Margaret Cymerman, “Grandma Peggy,” passed away from breast cancer when I was not quite seven. So the reality is that I didn’t really know her too well. I know pictures; pictures that show her as beautiful, stylish and always “together.” But the thing is I feel like I do know her, at least in my own mind. I have developed a relationship with her because of the bond that we share - a bond that now lives within a beautiful bauble that symbolizes the greatest love of my life.
She and my Grandfather were married over 25 years. One thing that lives so vividly in my mind are the photos from their elaborate 25th anniversary party. Now, I know that they didn’t have a perfect marriage or a perfect relationship, but the pictures of that party have become a symbol of what I want my marriage to be. She was exquisite. Wearing a beautiful long white gown with perfect beauty-parlor hair…she just looked happy. An amazing kind of happy! For most of my life now, that image lives in my head…that image is what love looks like.
This past week gave me a lot more to think about. You see, I have this amazing group of women in my life. These women have become such a huge part of me and it makes me so happy to be able to be there for each other through good and bad, happiness and sadness…love and loss.
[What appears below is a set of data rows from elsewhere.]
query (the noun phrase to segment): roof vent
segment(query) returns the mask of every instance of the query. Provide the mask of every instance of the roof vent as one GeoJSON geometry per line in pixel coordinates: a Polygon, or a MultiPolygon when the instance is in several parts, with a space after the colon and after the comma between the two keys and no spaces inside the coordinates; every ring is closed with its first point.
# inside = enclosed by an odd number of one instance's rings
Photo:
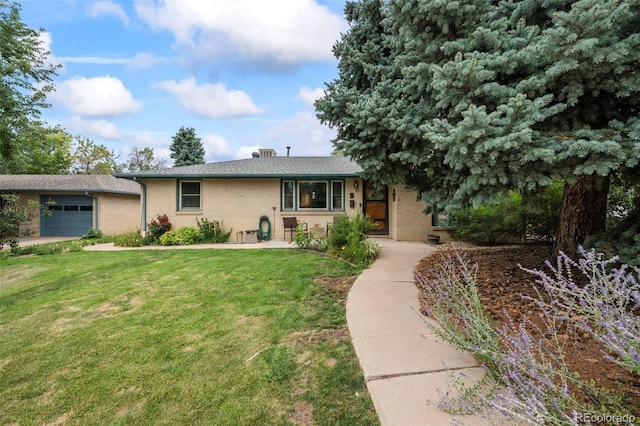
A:
{"type": "Polygon", "coordinates": [[[275,149],[262,149],[260,148],[260,157],[275,157],[276,150],[275,149]]]}
{"type": "Polygon", "coordinates": [[[258,158],[258,157],[260,157],[260,153],[258,153],[258,152],[252,152],[252,153],[251,153],[251,156],[252,156],[253,158],[258,158]]]}

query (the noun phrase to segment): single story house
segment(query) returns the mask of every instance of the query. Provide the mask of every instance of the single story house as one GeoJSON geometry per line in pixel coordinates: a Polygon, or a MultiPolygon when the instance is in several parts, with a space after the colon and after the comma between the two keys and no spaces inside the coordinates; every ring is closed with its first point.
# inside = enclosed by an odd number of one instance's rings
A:
{"type": "Polygon", "coordinates": [[[424,203],[414,192],[400,186],[376,190],[360,178],[361,171],[346,157],[278,157],[261,149],[250,159],[116,176],[142,187],[143,232],[149,221],[166,214],[173,229],[207,218],[232,230],[232,240],[239,231],[265,231],[267,225],[272,238],[284,238],[284,217],[306,222],[317,235],[335,215],[363,212],[378,223],[374,234],[403,241],[425,241],[433,233],[448,238],[447,228],[423,213],[424,203]]]}
{"type": "Polygon", "coordinates": [[[0,193],[45,205],[21,231],[42,237],[81,236],[89,229],[122,234],[140,229],[140,185],[111,175],[0,175],[0,193]]]}

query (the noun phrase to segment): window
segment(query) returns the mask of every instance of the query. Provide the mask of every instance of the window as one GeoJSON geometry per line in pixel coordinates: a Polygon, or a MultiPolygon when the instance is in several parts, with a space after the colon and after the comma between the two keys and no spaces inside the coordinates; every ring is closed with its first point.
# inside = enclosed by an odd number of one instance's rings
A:
{"type": "Polygon", "coordinates": [[[326,209],[327,182],[299,182],[298,206],[300,209],[326,209]]]}
{"type": "Polygon", "coordinates": [[[433,212],[431,224],[433,226],[449,226],[449,214],[445,211],[433,212]]]}
{"type": "Polygon", "coordinates": [[[331,182],[331,210],[344,210],[342,203],[342,181],[331,182]]]}
{"type": "Polygon", "coordinates": [[[199,181],[180,182],[179,210],[200,210],[201,183],[199,181]]]}
{"type": "Polygon", "coordinates": [[[343,181],[282,181],[283,210],[344,210],[343,181]]]}
{"type": "Polygon", "coordinates": [[[285,180],[282,182],[282,210],[293,210],[295,208],[293,204],[295,183],[292,180],[285,180]]]}

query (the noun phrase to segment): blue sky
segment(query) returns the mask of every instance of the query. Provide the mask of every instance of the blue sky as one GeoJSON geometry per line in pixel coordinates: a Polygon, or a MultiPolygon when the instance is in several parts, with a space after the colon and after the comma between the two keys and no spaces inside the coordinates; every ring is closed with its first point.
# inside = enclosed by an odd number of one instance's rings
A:
{"type": "Polygon", "coordinates": [[[313,101],[336,78],[331,48],[347,31],[345,0],[23,0],[63,66],[42,118],[106,145],[170,159],[180,126],[207,162],[329,155],[335,131],[313,101]]]}

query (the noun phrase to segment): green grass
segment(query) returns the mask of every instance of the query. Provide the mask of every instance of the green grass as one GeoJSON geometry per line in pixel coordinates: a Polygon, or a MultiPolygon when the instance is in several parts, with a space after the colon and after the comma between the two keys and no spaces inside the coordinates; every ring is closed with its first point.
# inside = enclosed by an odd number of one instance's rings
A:
{"type": "Polygon", "coordinates": [[[326,278],[358,272],[290,249],[0,258],[0,424],[377,424],[326,278]]]}

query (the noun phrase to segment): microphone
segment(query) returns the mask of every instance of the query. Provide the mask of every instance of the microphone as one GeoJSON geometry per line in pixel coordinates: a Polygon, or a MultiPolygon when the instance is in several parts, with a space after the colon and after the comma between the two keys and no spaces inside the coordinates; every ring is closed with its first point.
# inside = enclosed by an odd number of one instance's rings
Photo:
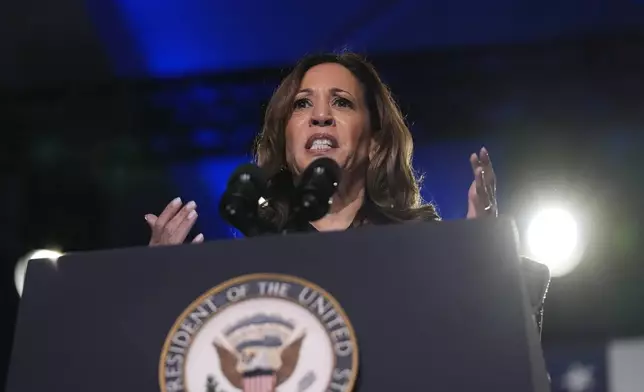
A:
{"type": "Polygon", "coordinates": [[[297,219],[316,221],[329,212],[340,173],[340,166],[326,157],[316,159],[304,170],[291,200],[291,209],[297,219]]]}
{"type": "Polygon", "coordinates": [[[258,218],[259,199],[266,192],[267,180],[257,165],[243,164],[230,176],[219,202],[219,214],[246,237],[266,231],[258,218]]]}

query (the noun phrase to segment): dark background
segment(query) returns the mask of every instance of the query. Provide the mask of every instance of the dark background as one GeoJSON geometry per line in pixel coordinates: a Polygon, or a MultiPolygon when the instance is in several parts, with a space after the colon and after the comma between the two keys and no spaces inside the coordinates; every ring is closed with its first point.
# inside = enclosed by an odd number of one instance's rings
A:
{"type": "MultiPolygon", "coordinates": [[[[368,54],[412,124],[424,195],[462,218],[489,148],[521,230],[569,205],[587,242],[553,281],[544,345],[644,335],[644,2],[28,0],[0,12],[0,368],[30,250],[144,245],[145,213],[194,199],[195,233],[249,159],[264,105],[306,53],[368,54]]],[[[44,326],[46,327],[46,326],[44,326]]]]}

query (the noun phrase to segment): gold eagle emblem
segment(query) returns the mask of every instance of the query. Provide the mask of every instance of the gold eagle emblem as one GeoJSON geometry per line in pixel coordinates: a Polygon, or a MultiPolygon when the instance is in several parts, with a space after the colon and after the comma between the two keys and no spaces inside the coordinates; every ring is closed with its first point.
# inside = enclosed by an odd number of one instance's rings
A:
{"type": "Polygon", "coordinates": [[[305,333],[275,315],[241,320],[213,342],[221,372],[234,387],[244,390],[244,378],[272,376],[274,388],[291,377],[297,366],[305,333]]]}

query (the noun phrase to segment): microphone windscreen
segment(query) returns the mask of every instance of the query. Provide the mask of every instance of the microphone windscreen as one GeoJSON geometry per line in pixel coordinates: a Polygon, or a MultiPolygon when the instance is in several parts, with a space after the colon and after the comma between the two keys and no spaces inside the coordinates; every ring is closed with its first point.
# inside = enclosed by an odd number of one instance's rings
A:
{"type": "Polygon", "coordinates": [[[236,183],[251,183],[257,190],[262,193],[266,189],[268,182],[264,171],[253,163],[245,163],[235,169],[228,179],[228,186],[236,183]]]}
{"type": "Polygon", "coordinates": [[[300,184],[310,183],[318,179],[324,179],[329,183],[340,182],[340,166],[331,158],[322,157],[314,160],[302,173],[300,184]],[[316,178],[317,177],[317,178],[316,178]]]}
{"type": "Polygon", "coordinates": [[[266,188],[267,179],[262,169],[252,163],[240,165],[230,176],[221,196],[219,214],[246,236],[263,232],[258,208],[266,188]]]}
{"type": "Polygon", "coordinates": [[[340,173],[340,166],[330,158],[319,158],[309,164],[299,179],[291,203],[298,220],[316,221],[329,212],[340,173]]]}

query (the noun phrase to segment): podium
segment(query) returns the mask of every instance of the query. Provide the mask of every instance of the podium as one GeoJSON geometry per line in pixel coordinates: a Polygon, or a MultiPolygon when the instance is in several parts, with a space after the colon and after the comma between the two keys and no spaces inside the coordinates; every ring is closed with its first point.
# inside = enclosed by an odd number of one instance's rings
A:
{"type": "Polygon", "coordinates": [[[512,221],[32,262],[8,392],[548,391],[512,221]]]}

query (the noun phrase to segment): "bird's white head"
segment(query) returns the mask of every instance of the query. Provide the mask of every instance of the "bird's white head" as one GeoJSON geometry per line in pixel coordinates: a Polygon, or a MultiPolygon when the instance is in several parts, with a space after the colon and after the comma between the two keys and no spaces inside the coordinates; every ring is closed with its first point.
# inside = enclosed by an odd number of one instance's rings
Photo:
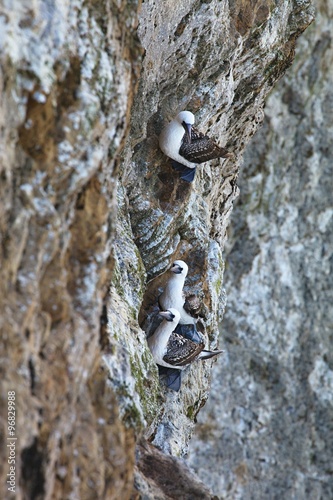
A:
{"type": "Polygon", "coordinates": [[[186,125],[194,125],[195,118],[194,114],[191,113],[191,111],[181,111],[177,117],[176,120],[183,125],[185,123],[186,125]]]}
{"type": "Polygon", "coordinates": [[[188,265],[183,260],[175,260],[170,268],[170,271],[185,278],[188,272],[188,265]]]}
{"type": "Polygon", "coordinates": [[[167,311],[161,311],[159,313],[162,318],[164,318],[166,321],[172,321],[172,323],[175,323],[175,325],[178,325],[179,320],[180,320],[180,313],[177,311],[177,309],[174,309],[170,307],[167,311]]]}

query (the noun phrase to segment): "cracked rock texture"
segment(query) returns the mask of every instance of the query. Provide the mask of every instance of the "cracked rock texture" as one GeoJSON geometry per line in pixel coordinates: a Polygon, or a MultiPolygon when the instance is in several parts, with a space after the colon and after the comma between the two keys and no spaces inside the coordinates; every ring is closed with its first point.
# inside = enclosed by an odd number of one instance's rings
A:
{"type": "Polygon", "coordinates": [[[227,245],[227,359],[189,464],[221,498],[333,498],[333,3],[248,146],[227,245]]]}
{"type": "MultiPolygon", "coordinates": [[[[159,384],[145,332],[156,319],[163,273],[173,260],[182,258],[189,265],[186,291],[202,302],[200,328],[207,346],[217,346],[226,303],[222,250],[232,203],[238,195],[239,164],[263,120],[265,99],[292,63],[296,39],[312,18],[311,3],[301,0],[277,4],[254,0],[251,6],[241,0],[230,5],[217,0],[176,4],[171,0],[142,4],[116,0],[3,2],[1,497],[13,497],[6,484],[8,391],[15,391],[17,411],[16,498],[118,499],[121,494],[122,499],[190,499],[213,495],[209,488],[214,490],[215,484],[207,477],[203,479],[208,486],[202,484],[181,457],[188,449],[196,416],[208,398],[212,367],[226,370],[228,359],[236,357],[233,348],[242,333],[232,325],[244,321],[236,308],[240,303],[235,298],[238,285],[229,291],[235,316],[225,322],[230,328],[223,327],[223,332],[230,332],[221,342],[228,346],[228,357],[194,364],[186,371],[178,394],[159,384]],[[185,108],[195,113],[200,130],[235,154],[233,161],[199,167],[193,185],[180,181],[157,142],[163,123],[185,108]],[[181,484],[183,492],[175,488],[181,484]]],[[[314,62],[309,63],[313,86],[318,80],[321,53],[330,47],[329,34],[325,43],[318,45],[314,62]]],[[[310,54],[309,46],[307,50],[310,54]]],[[[328,89],[322,118],[319,109],[313,114],[314,120],[326,119],[327,124],[328,89]]],[[[289,85],[281,113],[289,106],[296,110],[298,119],[306,108],[302,99],[289,85]]],[[[311,105],[310,100],[306,103],[311,105]]],[[[275,134],[281,141],[282,128],[285,126],[277,122],[275,134]]],[[[302,141],[301,135],[298,140],[304,147],[309,179],[302,180],[304,186],[311,184],[314,189],[316,179],[320,179],[318,162],[323,164],[323,151],[328,158],[331,148],[328,137],[326,142],[322,139],[321,149],[316,149],[311,128],[304,133],[307,141],[302,141]]],[[[281,154],[278,140],[274,148],[272,156],[281,154]]],[[[281,169],[287,168],[296,176],[291,182],[300,182],[291,164],[278,157],[281,169]]],[[[297,162],[300,155],[295,154],[297,162]]],[[[260,167],[253,161],[252,168],[260,167]]],[[[274,186],[272,172],[261,172],[261,176],[261,181],[254,177],[253,189],[245,191],[249,198],[254,197],[253,203],[263,201],[266,183],[271,189],[274,186]]],[[[305,189],[298,190],[306,198],[305,189]]],[[[291,190],[290,196],[295,192],[291,190]]],[[[287,197],[288,193],[281,194],[287,197]]],[[[318,196],[324,206],[323,195],[318,196]]],[[[306,200],[309,208],[304,217],[310,217],[310,229],[304,236],[305,246],[311,244],[316,228],[325,233],[329,217],[322,208],[317,221],[311,215],[310,200],[306,200]]],[[[264,206],[269,210],[268,202],[264,206]]],[[[278,217],[295,229],[292,211],[278,217]]],[[[235,229],[238,225],[235,223],[235,229]]],[[[297,257],[301,255],[297,253],[297,234],[289,235],[287,226],[284,241],[294,238],[290,246],[296,246],[292,255],[297,257]]],[[[247,272],[252,269],[251,256],[254,260],[261,248],[256,234],[265,239],[264,228],[253,229],[253,233],[252,227],[247,229],[247,272]]],[[[269,239],[270,233],[266,234],[269,239]]],[[[282,243],[270,248],[281,257],[276,266],[281,265],[285,280],[283,300],[290,304],[292,275],[282,260],[286,251],[282,243]]],[[[323,252],[316,259],[324,262],[328,247],[323,252]]],[[[267,249],[264,255],[268,254],[267,249]]],[[[272,258],[265,262],[262,272],[268,273],[265,276],[274,284],[269,271],[273,262],[272,258]]],[[[234,267],[242,274],[238,262],[234,267]]],[[[275,303],[270,295],[273,292],[265,295],[265,290],[268,284],[260,296],[263,310],[268,311],[275,303]]],[[[314,293],[311,285],[307,290],[314,293]]],[[[316,290],[319,294],[319,288],[316,290]]],[[[252,290],[243,293],[255,299],[252,290]]],[[[260,319],[255,313],[257,317],[260,319]]],[[[315,310],[311,317],[319,328],[315,310]]],[[[270,331],[274,322],[282,328],[279,320],[279,315],[270,317],[270,331]]],[[[296,312],[288,321],[283,326],[291,329],[293,336],[288,336],[287,345],[281,342],[283,332],[279,343],[278,337],[267,336],[262,330],[267,344],[262,343],[256,356],[251,356],[248,347],[248,361],[243,363],[252,363],[253,384],[263,378],[263,383],[277,384],[283,392],[287,379],[285,374],[279,375],[278,349],[285,353],[290,371],[288,353],[292,359],[301,356],[302,349],[317,349],[313,365],[302,365],[301,381],[309,383],[322,402],[318,406],[322,410],[313,418],[324,421],[324,408],[330,402],[330,353],[321,355],[315,340],[312,344],[304,341],[291,353],[293,339],[299,337],[295,333],[299,321],[296,312]],[[326,392],[320,387],[321,380],[326,392]]],[[[251,333],[253,327],[244,328],[251,333]]],[[[304,332],[311,338],[309,325],[304,332]]],[[[241,340],[244,342],[243,337],[241,340]]],[[[255,387],[247,387],[248,373],[242,372],[236,381],[244,387],[244,398],[251,398],[255,387]]],[[[226,377],[218,387],[215,383],[211,401],[220,398],[226,387],[226,377]]],[[[262,405],[260,425],[264,429],[274,405],[269,400],[262,405]]],[[[295,403],[289,406],[294,410],[286,412],[293,415],[294,411],[297,418],[304,418],[297,413],[301,410],[295,403]]],[[[244,408],[245,413],[251,411],[246,404],[244,408]]],[[[307,407],[301,408],[304,415],[307,407]]],[[[241,428],[242,415],[237,407],[235,419],[241,428]]],[[[251,420],[249,415],[244,418],[251,420]]],[[[294,417],[288,418],[292,423],[294,417]]],[[[310,458],[321,460],[324,438],[314,431],[312,439],[318,452],[310,458]]],[[[231,454],[233,448],[229,449],[228,443],[223,449],[231,454]]],[[[265,446],[271,443],[271,435],[267,435],[265,446]]],[[[244,442],[239,446],[246,450],[244,442]]],[[[263,463],[266,456],[263,452],[263,463]]],[[[290,464],[287,458],[285,464],[290,464]]],[[[325,478],[328,472],[322,472],[325,478]]],[[[231,481],[236,488],[234,478],[231,481]]]]}

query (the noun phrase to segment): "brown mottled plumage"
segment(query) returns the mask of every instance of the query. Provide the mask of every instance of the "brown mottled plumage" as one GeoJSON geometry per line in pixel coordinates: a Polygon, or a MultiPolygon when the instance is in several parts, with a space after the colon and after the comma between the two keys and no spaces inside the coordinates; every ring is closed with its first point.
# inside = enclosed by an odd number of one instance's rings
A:
{"type": "Polygon", "coordinates": [[[183,335],[173,332],[170,335],[167,352],[163,356],[163,361],[169,365],[180,367],[187,366],[196,359],[209,359],[224,351],[216,349],[207,351],[204,349],[205,342],[202,338],[200,342],[193,342],[183,335]]]}
{"type": "Polygon", "coordinates": [[[205,343],[192,342],[191,340],[173,332],[167,345],[164,361],[173,366],[185,366],[195,360],[203,351],[205,343]]]}
{"type": "Polygon", "coordinates": [[[192,163],[204,163],[214,158],[230,158],[232,153],[218,146],[210,137],[191,127],[191,140],[184,134],[179,154],[192,163]]]}
{"type": "Polygon", "coordinates": [[[193,293],[184,294],[184,297],[185,302],[183,307],[185,311],[190,314],[190,316],[198,318],[202,309],[202,301],[193,293]]]}

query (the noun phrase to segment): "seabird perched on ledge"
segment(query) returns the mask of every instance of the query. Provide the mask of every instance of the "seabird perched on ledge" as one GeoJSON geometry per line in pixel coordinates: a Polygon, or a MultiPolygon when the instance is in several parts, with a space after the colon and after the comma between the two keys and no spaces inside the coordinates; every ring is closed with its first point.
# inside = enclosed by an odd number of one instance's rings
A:
{"type": "Polygon", "coordinates": [[[161,150],[173,160],[173,168],[178,170],[181,173],[180,178],[187,182],[194,180],[197,164],[233,156],[195,129],[194,121],[193,113],[181,111],[164,127],[159,137],[161,150]]]}
{"type": "Polygon", "coordinates": [[[180,314],[176,309],[171,308],[159,314],[164,320],[153,335],[148,338],[148,346],[155,363],[159,367],[163,367],[162,373],[167,375],[167,386],[174,391],[179,391],[181,370],[197,359],[209,359],[224,351],[205,350],[203,340],[197,343],[175,333],[174,330],[180,319],[180,314]],[[165,372],[165,368],[170,369],[170,371],[165,372]],[[175,372],[175,369],[179,373],[175,372]]]}
{"type": "Polygon", "coordinates": [[[180,313],[179,323],[181,325],[194,325],[195,318],[190,316],[185,309],[185,298],[183,288],[188,272],[188,265],[183,260],[175,260],[168,271],[169,279],[165,284],[163,293],[159,296],[158,302],[164,311],[170,307],[177,309],[180,313]]]}
{"type": "Polygon", "coordinates": [[[177,309],[180,313],[180,320],[175,332],[200,344],[203,342],[203,337],[197,331],[197,321],[184,309],[185,297],[183,288],[187,272],[188,266],[186,262],[175,260],[168,271],[169,279],[165,284],[163,293],[158,298],[158,303],[160,309],[164,311],[170,308],[177,309]]]}

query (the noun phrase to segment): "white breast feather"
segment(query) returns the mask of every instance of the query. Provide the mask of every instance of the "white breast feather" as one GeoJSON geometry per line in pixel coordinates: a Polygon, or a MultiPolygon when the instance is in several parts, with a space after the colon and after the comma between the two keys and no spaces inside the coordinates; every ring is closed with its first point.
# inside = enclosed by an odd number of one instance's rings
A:
{"type": "Polygon", "coordinates": [[[172,120],[161,132],[159,145],[164,154],[182,165],[189,168],[196,167],[195,163],[191,163],[179,154],[179,149],[182,143],[185,130],[176,120],[172,120]]]}

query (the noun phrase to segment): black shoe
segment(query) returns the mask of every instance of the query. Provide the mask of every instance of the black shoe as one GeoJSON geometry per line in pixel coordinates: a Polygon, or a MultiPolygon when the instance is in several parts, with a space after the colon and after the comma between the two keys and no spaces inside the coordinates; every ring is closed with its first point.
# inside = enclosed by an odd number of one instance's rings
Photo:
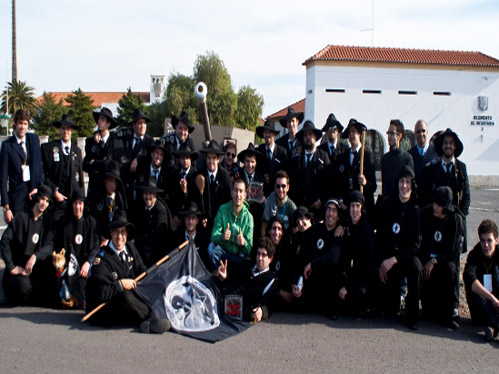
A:
{"type": "Polygon", "coordinates": [[[405,321],[405,325],[407,326],[407,328],[409,330],[412,330],[412,331],[417,331],[419,330],[419,326],[418,326],[418,322],[413,320],[413,319],[407,319],[405,321]]]}
{"type": "Polygon", "coordinates": [[[447,322],[447,327],[451,330],[457,330],[459,328],[459,323],[454,320],[450,320],[447,322]]]}
{"type": "Polygon", "coordinates": [[[147,319],[140,324],[143,333],[162,334],[170,330],[171,324],[167,319],[147,319]]]}
{"type": "Polygon", "coordinates": [[[485,328],[485,341],[486,342],[491,342],[492,340],[494,340],[494,329],[490,326],[487,326],[485,328]]]}

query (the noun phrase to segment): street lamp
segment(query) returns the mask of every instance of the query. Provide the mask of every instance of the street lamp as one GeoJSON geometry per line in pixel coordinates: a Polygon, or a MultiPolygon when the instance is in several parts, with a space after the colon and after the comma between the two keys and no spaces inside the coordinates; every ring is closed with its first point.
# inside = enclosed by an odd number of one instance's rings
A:
{"type": "Polygon", "coordinates": [[[9,135],[9,121],[10,117],[8,114],[2,114],[0,116],[0,123],[2,124],[2,127],[5,127],[5,135],[9,135]]]}

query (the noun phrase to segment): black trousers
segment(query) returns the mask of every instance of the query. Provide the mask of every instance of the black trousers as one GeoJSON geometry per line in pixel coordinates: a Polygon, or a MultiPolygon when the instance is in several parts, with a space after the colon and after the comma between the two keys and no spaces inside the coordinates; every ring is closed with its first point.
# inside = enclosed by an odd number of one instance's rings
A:
{"type": "Polygon", "coordinates": [[[421,297],[423,312],[437,319],[452,318],[453,310],[459,303],[456,282],[458,282],[458,271],[455,261],[436,264],[430,279],[423,282],[421,297]]]}
{"type": "Polygon", "coordinates": [[[471,290],[466,290],[466,300],[473,322],[491,326],[499,331],[499,312],[489,300],[471,290]]]}

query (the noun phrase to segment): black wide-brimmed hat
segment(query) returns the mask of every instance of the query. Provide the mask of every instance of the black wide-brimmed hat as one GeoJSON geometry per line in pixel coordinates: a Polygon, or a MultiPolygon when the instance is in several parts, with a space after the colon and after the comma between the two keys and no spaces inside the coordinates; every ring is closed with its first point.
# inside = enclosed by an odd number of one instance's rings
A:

We are learning from each other that love and relationships are not all sunshine and roses. We are learning that sometimes love tests us…tests beyond our limits. However, even at the furthest of these limits, we have been able to witness the grace and beauty that comes along with unconditional love.
A friend of mine once gave me a quote about love and the uncertainties we endure and the questions we ask over and over. It’s so relevant to me today, and I dedicate this to one of the bravest women I have been fortunate enough to have come into my life:
Be Patient... toward all that is unsolved in your heart and try to love the questions themselves... Do not... seek the answers, which cannot be given... you would not be able to live with them. And the point is to live everything. Live the questions now. Perhaps you will... gradually, without noticing it, live along some distant day into the answer. --Rainer Maria Rilke, Letters to a Young Poet
What I know is that love is never simple! When I think back along the relationships in my life, I have been fortunate to know love. But now that I am older and have more life experiences under my belt, I am starting to see that some of the love that I have experienced – well, it may have not been love after all. Something different altogether, but definitely not love because I now feel that real love doesn’t go away. It changes and it changes you, but real love doesn’t end. It heals you when you need healing and comforts you when you need it most.
I have always believed that people come into our lives for a reason. Recently, something made me think that maybe it’s not just the person, but more the love that we receive from that person. I have been fortunate to have had love in my life that has sustained me…that has given me strength long after life has moved in another direction. And, it is the love that I have in my life now that shows me what life is all about.
I think once again about the pictures from Grandma Peggy and Grandpa Walter’s Anniversary and I dream of walking in their shoes. I hope for a day when my husband and I can share the longevity of our commitment the way they did that day. As the thought crosses my mind…I smile and my heart feels happy.